You only need a few simple ingredients for this recipe:
- Bread- all great tasting French toast starts with delicious quality bread. Although I used brioche bread for this recipe, you can certainly substitute with any bread you prefer. Challah bread is another great choice for french toast. *TIP: Because the brioche bread I had was very soft (even though it was a day or two old), I lightly toasted it first then dipped it in batter before cooking on the griddle. The point is, you don't want to use a very soft bread or your french toast will be mushy.
- Milk & Egg- I used plain, unsweetened almond milk and one egg to make the custardy batter to dip the bread in before cooking (but you can sub in any type of milk). It creates a lovely coating on the bread which is a key element of french toast.
- Coffee- you can use whatever morning coffee or espresso you have leftover.
- Vanilla Extract- not essential, but I just think a hint of vanilla compliments the flavors of the coffee very well.
- Pumpkin Pie Spice- basically fall in a spice jar so use as little or as much as you like.
- Unsalted Butter- you can use vegan or regular.
- Maple Syrup- use good quality pure maple syrup (you won't regret it).
Note: To make the french toast completely plant-based (vegan), use a bread made without any dairy products (check label ingredients). Use non-dairy milk and vegan butter for this recipe.
How To Make French Toast
French toast is my go-to when I'm too lazy to make pancakes or waffles. It's especially great for weekdays because it comes together quickly. Here are the basic steps:
- Make the dipping batter by whisking together the milk, egg, coffee, vanilla and spice.

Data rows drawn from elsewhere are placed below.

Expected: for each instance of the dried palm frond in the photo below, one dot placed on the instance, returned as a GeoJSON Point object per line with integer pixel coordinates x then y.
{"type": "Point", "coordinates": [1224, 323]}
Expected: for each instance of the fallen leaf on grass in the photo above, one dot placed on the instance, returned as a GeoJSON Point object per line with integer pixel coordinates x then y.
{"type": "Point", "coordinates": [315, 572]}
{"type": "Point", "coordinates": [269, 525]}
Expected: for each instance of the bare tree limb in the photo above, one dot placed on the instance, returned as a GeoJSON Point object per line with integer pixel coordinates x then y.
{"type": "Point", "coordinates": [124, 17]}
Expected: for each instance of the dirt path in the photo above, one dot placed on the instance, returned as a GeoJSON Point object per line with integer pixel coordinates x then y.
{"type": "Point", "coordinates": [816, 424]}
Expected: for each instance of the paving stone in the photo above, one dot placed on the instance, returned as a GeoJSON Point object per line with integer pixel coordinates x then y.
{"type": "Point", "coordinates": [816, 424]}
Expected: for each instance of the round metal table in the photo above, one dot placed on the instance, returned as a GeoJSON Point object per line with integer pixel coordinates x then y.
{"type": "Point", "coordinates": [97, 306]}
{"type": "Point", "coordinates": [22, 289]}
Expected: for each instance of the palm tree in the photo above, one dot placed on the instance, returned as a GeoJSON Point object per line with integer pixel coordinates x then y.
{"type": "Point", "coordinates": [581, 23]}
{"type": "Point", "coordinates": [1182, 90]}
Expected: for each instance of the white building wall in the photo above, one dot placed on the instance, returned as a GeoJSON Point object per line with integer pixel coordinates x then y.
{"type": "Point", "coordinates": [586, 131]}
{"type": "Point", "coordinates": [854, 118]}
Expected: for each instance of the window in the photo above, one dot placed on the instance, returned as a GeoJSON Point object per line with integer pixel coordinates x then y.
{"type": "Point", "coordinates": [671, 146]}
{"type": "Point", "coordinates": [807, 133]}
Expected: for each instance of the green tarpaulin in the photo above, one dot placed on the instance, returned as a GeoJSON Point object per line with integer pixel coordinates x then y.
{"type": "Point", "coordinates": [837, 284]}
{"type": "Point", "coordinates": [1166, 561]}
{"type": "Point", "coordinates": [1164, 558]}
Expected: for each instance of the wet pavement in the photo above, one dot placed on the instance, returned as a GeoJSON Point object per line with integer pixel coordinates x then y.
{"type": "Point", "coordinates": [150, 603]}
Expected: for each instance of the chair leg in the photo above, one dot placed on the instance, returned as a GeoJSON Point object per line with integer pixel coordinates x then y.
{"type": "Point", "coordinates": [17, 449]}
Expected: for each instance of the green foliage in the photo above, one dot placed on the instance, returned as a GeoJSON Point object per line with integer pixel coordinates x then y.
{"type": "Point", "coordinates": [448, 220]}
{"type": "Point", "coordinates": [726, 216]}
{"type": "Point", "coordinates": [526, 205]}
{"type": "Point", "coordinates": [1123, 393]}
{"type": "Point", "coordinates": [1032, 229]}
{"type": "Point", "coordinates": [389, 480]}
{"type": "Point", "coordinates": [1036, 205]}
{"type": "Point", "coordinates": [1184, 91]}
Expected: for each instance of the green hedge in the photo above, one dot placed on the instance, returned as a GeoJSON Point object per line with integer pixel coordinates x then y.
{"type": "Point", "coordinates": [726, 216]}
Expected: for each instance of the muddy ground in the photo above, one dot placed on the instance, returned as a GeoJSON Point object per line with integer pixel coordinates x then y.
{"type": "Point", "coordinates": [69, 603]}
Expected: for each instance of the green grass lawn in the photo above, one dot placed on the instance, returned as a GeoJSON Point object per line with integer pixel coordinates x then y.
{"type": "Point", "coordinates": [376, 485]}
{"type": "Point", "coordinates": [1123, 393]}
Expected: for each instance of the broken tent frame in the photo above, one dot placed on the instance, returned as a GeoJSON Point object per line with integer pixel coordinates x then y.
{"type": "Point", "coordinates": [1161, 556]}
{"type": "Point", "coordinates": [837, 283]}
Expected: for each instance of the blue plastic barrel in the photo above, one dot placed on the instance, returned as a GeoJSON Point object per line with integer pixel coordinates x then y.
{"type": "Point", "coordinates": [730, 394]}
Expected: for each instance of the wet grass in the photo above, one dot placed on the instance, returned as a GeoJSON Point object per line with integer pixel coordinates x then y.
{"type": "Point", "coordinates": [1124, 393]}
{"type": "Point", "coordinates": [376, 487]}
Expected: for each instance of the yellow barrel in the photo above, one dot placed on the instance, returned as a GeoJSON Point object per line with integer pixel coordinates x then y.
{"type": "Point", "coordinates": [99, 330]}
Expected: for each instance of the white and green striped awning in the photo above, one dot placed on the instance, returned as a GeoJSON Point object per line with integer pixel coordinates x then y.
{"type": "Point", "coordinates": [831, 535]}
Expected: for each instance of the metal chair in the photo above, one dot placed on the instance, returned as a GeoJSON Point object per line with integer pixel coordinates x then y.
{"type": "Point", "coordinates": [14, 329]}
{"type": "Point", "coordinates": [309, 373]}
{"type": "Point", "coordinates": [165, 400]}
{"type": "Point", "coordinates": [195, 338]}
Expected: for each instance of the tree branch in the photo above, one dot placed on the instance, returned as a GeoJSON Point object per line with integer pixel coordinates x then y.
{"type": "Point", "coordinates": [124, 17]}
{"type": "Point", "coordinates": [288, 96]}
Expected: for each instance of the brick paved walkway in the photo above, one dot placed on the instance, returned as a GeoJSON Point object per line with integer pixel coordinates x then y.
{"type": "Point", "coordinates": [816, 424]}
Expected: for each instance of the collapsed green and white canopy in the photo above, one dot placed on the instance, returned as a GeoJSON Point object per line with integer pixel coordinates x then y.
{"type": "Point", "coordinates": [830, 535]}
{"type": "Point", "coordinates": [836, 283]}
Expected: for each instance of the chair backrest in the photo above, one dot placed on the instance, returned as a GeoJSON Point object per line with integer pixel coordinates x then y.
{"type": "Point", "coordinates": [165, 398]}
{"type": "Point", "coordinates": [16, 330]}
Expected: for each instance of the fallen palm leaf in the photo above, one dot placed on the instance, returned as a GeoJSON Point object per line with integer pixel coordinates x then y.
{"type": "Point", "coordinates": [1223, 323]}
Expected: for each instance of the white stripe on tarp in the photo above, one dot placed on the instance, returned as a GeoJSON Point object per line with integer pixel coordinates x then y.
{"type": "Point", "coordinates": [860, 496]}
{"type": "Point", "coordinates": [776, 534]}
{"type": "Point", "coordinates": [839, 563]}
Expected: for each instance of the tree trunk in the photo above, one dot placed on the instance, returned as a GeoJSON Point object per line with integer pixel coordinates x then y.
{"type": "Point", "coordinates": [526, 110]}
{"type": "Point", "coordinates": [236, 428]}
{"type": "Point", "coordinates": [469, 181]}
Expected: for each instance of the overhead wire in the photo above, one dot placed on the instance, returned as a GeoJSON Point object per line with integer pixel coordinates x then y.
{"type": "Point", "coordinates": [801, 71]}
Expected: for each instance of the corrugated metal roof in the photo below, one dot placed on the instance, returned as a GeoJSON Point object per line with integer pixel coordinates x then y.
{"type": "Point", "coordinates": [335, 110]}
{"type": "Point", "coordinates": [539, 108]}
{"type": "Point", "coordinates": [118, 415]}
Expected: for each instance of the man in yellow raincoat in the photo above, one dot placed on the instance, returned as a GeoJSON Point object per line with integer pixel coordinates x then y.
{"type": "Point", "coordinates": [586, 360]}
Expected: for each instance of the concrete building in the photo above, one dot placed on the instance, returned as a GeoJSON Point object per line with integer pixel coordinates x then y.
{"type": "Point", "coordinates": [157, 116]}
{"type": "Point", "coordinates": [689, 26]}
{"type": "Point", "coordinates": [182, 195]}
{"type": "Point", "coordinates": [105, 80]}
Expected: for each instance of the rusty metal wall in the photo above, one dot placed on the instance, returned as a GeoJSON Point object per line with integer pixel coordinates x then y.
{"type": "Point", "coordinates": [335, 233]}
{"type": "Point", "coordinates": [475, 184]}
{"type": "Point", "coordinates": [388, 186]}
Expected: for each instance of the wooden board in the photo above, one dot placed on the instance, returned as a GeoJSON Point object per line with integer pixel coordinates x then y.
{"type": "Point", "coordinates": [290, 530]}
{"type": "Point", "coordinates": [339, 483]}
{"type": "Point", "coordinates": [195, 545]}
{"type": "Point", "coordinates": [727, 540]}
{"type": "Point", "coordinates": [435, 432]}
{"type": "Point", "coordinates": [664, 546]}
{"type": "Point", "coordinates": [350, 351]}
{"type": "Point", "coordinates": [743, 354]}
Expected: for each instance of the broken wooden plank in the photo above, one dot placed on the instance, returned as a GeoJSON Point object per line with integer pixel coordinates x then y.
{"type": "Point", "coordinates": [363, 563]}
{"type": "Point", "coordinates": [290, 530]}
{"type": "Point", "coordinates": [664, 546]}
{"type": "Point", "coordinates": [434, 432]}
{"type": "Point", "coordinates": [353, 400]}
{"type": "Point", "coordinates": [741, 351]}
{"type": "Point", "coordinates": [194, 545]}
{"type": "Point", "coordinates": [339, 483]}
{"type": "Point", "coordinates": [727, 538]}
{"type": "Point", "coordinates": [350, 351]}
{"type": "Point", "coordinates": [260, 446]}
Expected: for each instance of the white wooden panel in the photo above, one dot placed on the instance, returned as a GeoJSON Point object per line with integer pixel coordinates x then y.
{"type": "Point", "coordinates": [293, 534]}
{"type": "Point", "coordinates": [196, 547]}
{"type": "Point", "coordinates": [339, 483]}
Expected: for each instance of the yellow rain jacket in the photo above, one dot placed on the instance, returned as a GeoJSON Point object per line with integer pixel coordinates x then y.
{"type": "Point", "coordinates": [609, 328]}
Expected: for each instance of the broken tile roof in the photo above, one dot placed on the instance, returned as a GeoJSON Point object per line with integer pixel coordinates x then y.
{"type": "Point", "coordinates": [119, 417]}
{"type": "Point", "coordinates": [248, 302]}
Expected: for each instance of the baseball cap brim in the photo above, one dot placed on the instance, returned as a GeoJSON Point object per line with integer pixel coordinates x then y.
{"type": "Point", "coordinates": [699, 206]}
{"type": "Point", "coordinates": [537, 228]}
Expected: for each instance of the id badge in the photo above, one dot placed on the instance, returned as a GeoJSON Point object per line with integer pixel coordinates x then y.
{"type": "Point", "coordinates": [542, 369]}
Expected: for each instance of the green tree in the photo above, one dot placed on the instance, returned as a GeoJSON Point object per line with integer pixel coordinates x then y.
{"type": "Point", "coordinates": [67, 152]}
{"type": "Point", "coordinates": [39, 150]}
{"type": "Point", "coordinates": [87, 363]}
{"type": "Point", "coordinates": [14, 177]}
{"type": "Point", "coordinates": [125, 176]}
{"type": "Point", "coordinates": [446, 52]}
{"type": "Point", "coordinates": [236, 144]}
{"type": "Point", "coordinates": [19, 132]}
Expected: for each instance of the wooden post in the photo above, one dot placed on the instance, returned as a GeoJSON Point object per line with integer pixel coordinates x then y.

- Dip the bread into the mixture.
- Place the dipped bread onto a hot non-stick buttered griddle and cook until golden (bonus: your kitchen is going to smell ah-mazing!!!)
- Top the french toast with a pat or two of butter and your favorite fruit. I love to use sliced apples and pears in the fall.
If you enjoyed this recipe you may also like Vegan Berry French Toast Casserole
This recipe was sponsored by Peets Coffee.
Pumpkin Spice Coffee French Toast
Ingredients
- 6 slices brioche or challah bread *preferably 1-2 days old and cut into thick slices (lightly toasted in toaster first if very soft)
- ½ cup plain almond milk or unflavored milk of choice
- 1 tsp vanilla extract
- 1 large egg
- 3 tablespoon leftover morning coffee or espresso
- 1.5 teaspoon pumpkin pie spice more if desired
- unsalted butter
- maple syrup
Instructions
- Heat and butter a large non-stick skillet or griddle on medium heat.
- Whisk together the milk, vanilla, egg, coffee and pumpkin pie spice in a pie dish or bowl big enough for dipping.
- Dip bread into custard mixture to coat both sides, then place on skillet or griddle. *see notes
- Cook for roughly 3 minutes per side until golden brown.
- Place bread on plate and add butter, syrup, additional pumpkin spice and fruit toppings such as sliced pears if desired.
I prefer to focus on quality ingredients from a variety of sources that work in tandem to promote optimal health. Nutrition calculations may not reflect these valuable interactions. However, I understand certain values can be helpful to some. Please note these calculations are merely estimates. Values will vary depending on modifications, brands used, and portion size. Should you require specific information, it's best to consult with a dietitian or qualified healthcare provider.